6.    Analysis of sustainability of income.

7.    Clear capital requirements.

The full text includes some good examples, but I would highlight the following practical steps advisers can take to help clients reach the right outcomes and protect themselves:

•    Use lifetime cash flow analysis, using reasoned and reasonable assumptions, to demonstrate how the invested funds will or will not meet the client’s expenditure requirements.  Ideally this should include stress testing of the investment strategy to incorporate the sequencing risk of returns, as well as absolute returns.

•    If a key driver for the transfer is death benefits or other inheritance tax planning, consider whether additional life assurance might meet the need while preserving the ‘secure’ income benefits.

•    Confirm whether or not a partial transfer is possible and, if so, consider this in the model.

•    Consider carefully the investment policy with the client at outset. This might include the possibility of annuitisation of some or all of the remaining pot.

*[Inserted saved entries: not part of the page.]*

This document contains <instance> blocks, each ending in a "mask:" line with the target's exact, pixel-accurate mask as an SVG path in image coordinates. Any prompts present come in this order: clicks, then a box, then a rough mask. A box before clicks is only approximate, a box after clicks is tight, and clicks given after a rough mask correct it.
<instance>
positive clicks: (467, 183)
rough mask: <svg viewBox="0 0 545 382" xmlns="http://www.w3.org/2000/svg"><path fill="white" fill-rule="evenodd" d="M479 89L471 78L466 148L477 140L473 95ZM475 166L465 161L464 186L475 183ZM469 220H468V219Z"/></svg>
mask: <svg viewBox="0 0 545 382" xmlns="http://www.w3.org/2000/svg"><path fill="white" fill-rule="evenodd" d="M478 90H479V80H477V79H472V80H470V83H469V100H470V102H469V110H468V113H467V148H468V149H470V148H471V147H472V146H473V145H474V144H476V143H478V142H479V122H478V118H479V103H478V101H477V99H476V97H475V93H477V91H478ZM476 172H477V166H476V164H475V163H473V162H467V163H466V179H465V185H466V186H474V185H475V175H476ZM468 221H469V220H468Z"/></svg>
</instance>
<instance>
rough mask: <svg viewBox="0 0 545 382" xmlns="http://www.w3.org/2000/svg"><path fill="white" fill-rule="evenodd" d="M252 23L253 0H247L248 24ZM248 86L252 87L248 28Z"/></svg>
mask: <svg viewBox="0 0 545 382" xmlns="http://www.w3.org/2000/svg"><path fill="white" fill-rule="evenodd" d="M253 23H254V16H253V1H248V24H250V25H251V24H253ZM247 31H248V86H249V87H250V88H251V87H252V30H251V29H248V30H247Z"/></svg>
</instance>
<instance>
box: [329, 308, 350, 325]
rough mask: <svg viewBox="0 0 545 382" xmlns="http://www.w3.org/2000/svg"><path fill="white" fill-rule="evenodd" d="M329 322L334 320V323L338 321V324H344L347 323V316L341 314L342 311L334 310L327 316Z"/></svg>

•    Avoid contingent fees to mitigate potential transaction bias. DB transfer business is complex, high risk and irreversible, so fees should reflect the work done rather than the outcome.

•    Above all, ensure that you understand the client's objectives and what a good retirement looks like for them, then work with their available assets – that is, not just the pension – to ensure their money works to support this. Remember that the single-tier state pension will take account of contracting out, so the client may not be entitled to the full amount.